Прозрачные и непрозрачные мысли (Ломов) - страница 6

***

Помню площадку, закрытую дверь. Верхняя треть двери из непрозрачного стекла. За дверью Евдокия Анисимовна, первая моя учительница, пишет на доске тему первой моей контрольной. Какой предмет, какой класс – не помню, как не помню лиц, слов. Мы все притихшие, взволнованные грядущим испытанием, такие маленькие. А потом она растворяет дверь, запускает всех. Сама торжественно-грустная. Помню силуэты и атмосферу, а еще голубовато-желтый свет. Это свет памяти, или тогда, действительно, на площадке был голубой свет, а в двери желтый? Или он лился из зимних окон? Это был, кажется, второй этаж. Большие-большие окна, выходящие на восток. А жизнь наша тем временем стремительно неслась на запад, обгоняя солнце, обгоняя наши мысли.

***

Бывают минуты, часы, даже дни, когда ощущаешь себя дрожащим, льющимся нескончаемым звуком скрипки, от которого безумно устал, но без которого не сможешь больше жить.

***

Иногда во сне приснится какая-нибудь чушь, и потом весь день не можешь вспомнить, какая. Уснешь – а она снова приснится. И еще один день пропадет непонятно на что.
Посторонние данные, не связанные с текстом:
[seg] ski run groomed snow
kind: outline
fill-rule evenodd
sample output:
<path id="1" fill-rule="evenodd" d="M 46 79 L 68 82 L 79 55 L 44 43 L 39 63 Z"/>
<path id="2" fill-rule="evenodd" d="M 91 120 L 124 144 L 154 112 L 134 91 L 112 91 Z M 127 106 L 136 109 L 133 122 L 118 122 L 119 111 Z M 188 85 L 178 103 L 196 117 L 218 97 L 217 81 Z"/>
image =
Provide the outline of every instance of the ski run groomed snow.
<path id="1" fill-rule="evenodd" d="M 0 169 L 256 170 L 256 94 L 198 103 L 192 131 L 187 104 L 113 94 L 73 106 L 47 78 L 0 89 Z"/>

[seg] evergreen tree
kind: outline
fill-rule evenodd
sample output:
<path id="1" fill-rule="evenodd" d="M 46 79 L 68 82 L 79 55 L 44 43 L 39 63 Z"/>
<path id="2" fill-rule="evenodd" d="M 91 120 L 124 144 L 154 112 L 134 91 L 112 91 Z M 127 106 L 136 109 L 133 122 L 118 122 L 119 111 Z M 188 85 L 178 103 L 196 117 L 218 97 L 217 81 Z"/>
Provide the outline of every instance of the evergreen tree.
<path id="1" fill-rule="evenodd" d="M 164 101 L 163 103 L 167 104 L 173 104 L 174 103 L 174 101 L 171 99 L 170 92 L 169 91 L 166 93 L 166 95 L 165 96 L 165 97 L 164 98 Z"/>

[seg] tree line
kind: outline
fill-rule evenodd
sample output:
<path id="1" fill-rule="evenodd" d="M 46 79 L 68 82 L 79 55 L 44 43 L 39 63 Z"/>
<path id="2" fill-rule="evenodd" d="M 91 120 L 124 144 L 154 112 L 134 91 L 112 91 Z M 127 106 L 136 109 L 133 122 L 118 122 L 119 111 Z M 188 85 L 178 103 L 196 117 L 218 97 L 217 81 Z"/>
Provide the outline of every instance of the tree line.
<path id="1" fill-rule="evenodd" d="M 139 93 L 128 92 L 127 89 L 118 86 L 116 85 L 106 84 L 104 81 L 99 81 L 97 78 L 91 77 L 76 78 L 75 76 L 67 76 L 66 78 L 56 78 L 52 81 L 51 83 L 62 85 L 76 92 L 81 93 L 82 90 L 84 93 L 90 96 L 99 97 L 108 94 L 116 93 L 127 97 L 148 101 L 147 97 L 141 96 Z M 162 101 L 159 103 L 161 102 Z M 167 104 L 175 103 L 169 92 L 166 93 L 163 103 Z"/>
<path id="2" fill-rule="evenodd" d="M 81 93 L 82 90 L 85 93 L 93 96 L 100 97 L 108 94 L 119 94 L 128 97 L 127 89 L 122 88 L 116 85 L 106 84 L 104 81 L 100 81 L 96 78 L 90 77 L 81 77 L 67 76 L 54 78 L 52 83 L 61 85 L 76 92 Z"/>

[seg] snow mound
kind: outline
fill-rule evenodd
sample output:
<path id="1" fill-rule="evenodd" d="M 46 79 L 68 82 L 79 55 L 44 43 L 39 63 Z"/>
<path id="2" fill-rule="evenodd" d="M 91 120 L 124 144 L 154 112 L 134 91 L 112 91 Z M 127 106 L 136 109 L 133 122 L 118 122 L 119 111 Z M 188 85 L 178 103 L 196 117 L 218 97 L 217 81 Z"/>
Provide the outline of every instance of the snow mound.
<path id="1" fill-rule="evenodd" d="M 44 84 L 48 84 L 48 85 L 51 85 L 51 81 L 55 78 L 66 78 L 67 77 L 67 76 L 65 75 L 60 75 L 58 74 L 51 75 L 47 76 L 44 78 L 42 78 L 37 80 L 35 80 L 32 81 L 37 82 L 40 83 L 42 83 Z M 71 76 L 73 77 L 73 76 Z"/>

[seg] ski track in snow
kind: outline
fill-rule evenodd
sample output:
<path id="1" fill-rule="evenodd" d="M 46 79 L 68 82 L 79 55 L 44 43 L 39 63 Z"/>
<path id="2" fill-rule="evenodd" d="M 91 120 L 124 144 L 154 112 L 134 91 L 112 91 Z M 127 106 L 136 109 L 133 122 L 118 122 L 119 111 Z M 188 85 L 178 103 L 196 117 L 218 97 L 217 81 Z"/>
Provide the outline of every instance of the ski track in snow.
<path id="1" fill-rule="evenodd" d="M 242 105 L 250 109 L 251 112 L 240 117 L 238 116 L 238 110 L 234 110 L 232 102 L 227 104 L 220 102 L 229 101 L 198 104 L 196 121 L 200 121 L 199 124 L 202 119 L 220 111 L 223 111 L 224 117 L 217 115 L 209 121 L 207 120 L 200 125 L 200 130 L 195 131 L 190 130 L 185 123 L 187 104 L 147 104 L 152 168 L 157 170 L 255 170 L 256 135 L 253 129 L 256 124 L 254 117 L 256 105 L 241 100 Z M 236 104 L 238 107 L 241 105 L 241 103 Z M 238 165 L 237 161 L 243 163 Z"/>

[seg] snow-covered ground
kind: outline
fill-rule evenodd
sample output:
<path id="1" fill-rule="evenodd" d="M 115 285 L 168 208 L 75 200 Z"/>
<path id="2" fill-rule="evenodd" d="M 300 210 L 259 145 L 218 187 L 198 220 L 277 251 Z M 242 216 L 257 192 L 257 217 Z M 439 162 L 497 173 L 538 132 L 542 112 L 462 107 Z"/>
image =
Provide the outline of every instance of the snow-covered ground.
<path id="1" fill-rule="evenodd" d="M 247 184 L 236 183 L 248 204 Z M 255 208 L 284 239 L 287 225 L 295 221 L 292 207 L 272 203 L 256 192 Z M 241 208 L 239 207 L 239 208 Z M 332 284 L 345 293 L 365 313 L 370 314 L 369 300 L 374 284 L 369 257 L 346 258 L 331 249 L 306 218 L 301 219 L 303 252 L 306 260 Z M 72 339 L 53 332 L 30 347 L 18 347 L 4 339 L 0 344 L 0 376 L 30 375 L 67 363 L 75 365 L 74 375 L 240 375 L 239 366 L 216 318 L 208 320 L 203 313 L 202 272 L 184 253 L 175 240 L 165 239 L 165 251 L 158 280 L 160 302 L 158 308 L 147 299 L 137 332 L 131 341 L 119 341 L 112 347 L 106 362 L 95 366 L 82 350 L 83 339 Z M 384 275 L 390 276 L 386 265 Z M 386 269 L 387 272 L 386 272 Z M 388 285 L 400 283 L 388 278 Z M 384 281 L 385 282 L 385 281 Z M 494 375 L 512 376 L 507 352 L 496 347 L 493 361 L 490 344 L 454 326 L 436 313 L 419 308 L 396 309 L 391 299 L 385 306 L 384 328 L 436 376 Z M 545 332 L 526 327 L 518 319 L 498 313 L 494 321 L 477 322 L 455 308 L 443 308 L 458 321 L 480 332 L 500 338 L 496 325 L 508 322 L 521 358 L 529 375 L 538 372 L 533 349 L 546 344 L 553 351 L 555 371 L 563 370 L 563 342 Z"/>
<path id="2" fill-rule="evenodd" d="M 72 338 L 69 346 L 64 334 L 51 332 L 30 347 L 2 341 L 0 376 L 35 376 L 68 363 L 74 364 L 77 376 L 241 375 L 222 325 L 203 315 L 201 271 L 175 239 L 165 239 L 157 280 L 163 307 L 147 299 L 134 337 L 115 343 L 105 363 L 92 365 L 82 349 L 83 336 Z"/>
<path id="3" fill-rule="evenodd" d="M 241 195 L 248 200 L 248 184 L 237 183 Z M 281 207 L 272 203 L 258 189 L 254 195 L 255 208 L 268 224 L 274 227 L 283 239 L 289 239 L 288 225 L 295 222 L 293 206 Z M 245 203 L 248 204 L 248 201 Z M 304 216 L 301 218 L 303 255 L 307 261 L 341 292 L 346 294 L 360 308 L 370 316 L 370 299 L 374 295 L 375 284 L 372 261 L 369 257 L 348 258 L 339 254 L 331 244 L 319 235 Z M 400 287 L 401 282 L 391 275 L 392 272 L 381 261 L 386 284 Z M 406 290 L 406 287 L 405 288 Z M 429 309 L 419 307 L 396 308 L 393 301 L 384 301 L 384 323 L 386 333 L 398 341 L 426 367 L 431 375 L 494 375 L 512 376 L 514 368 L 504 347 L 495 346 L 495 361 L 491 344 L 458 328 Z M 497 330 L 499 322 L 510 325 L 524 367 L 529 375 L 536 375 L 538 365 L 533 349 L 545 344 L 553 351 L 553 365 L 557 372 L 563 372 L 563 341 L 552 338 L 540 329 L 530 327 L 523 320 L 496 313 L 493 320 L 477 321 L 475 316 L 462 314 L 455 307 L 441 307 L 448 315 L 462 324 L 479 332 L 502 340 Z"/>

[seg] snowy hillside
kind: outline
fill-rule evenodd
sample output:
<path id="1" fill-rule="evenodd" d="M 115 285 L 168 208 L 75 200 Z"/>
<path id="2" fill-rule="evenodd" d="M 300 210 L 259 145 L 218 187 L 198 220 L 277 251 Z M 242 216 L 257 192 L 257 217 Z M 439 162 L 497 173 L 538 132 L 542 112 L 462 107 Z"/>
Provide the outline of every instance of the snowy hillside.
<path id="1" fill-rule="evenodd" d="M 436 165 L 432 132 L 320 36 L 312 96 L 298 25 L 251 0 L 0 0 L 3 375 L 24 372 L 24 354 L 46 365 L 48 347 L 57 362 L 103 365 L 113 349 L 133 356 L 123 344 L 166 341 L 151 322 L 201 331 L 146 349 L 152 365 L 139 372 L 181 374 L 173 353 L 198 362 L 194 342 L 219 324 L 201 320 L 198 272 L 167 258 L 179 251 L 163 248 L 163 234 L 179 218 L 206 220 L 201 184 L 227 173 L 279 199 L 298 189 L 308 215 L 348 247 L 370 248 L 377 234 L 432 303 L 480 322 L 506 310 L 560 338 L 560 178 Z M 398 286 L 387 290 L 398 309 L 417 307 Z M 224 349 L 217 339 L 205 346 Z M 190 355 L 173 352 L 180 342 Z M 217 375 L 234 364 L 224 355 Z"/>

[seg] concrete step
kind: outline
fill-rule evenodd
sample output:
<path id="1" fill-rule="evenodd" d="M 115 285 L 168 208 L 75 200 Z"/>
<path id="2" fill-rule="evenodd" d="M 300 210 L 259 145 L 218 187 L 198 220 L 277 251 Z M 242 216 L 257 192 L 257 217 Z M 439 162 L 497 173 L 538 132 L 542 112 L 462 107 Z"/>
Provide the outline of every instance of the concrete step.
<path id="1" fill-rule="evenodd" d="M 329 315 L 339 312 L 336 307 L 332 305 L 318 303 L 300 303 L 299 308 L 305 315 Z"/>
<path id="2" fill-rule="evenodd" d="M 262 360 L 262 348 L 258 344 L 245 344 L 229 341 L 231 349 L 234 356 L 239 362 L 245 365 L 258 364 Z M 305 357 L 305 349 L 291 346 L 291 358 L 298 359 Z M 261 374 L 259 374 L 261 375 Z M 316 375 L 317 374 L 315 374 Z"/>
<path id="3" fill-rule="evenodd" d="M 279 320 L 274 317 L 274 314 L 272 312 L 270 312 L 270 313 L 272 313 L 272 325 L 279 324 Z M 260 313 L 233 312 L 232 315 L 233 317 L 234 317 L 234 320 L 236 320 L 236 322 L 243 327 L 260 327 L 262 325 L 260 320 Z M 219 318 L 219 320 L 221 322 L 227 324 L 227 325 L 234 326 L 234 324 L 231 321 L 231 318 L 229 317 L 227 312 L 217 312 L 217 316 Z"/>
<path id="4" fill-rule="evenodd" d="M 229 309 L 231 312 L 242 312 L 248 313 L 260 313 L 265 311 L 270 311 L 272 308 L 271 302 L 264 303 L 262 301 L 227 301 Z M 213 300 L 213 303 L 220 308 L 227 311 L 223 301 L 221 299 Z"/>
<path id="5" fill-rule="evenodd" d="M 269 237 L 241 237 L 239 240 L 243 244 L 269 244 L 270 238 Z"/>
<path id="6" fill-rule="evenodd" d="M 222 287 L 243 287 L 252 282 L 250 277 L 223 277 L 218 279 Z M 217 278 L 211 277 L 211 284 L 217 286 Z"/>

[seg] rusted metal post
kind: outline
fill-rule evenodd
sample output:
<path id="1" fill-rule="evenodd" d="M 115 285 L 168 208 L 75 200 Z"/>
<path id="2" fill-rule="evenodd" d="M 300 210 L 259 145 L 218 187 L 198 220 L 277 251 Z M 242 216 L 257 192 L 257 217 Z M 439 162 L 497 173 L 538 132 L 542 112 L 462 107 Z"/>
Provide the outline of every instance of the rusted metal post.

А люди смотрят со стороны и думают: чем-то высоким занят человек.


***

Вспоминая, словно идешь босиком вдоль Волги по раскаленному песку, в котором битое стекло.

Скованные одним льдом

В институте я бредил наукой и с юношеским максимализмом разделил все профессии, имеющие отношение к науке, на две категории – для «белой» и для «черной» кости. Белой была теория, сфера духа и неба, а черной – практика, сфера жизнеустройства и земли. Среди этих профессий не оказалось почти ничего, что потом пришлось в жизни испробовать. Это испробованное третье вовсе не было серым или пегим, и уж никак не бесцветным, и оно в моей классификации по-прежнему имело белый и черный цвет, но уже по другой причине: то, что приносило людям несомненную пользу, было белым, а что вред – черным. Скажем, презираемым, черным, и тогда и сегодня для меня были торговля и гешефт. Тут ничего не поделаешь, я принадлежу не себе, а как собака – определенной породе, и для меня ничего в жизни не меняется, я гляжу на жизнь все теми же собачьими глазами, и люблю или ненавижу в ней все тем же собачьим сердцем.

Не изменилось, например, и мое отношение ко всему, что имеет отношение к слову «публичный». Я считал всегда, что быть публичным – не только недостойно, но и противно моему естеству. Это по моей классификации из разряда «черного», того, что на продажу. Вышел на трибуну и демонстрируешь свои прелести, как красотка не первой свежести. Встанешь перед чужими людьми, поднимешь глаза, оторвешься от мыслей, и зал из теплого, наполненного шумом и любопытными взглядами, тут же становится холодным и тихим, как глыба льда. Начинаешь говорить, а слова тоже холодные, и в груди холод. И это не от комплексов, а от понимания того, что ты для зрителей жалок и смешон, будь ты хоть Чарли Чаплин, хоть Черчилль. А потом одна досада – зачем вылез, зачем говорил? Удивительно, как много людей живет, скованных всю жизнь этим льдом!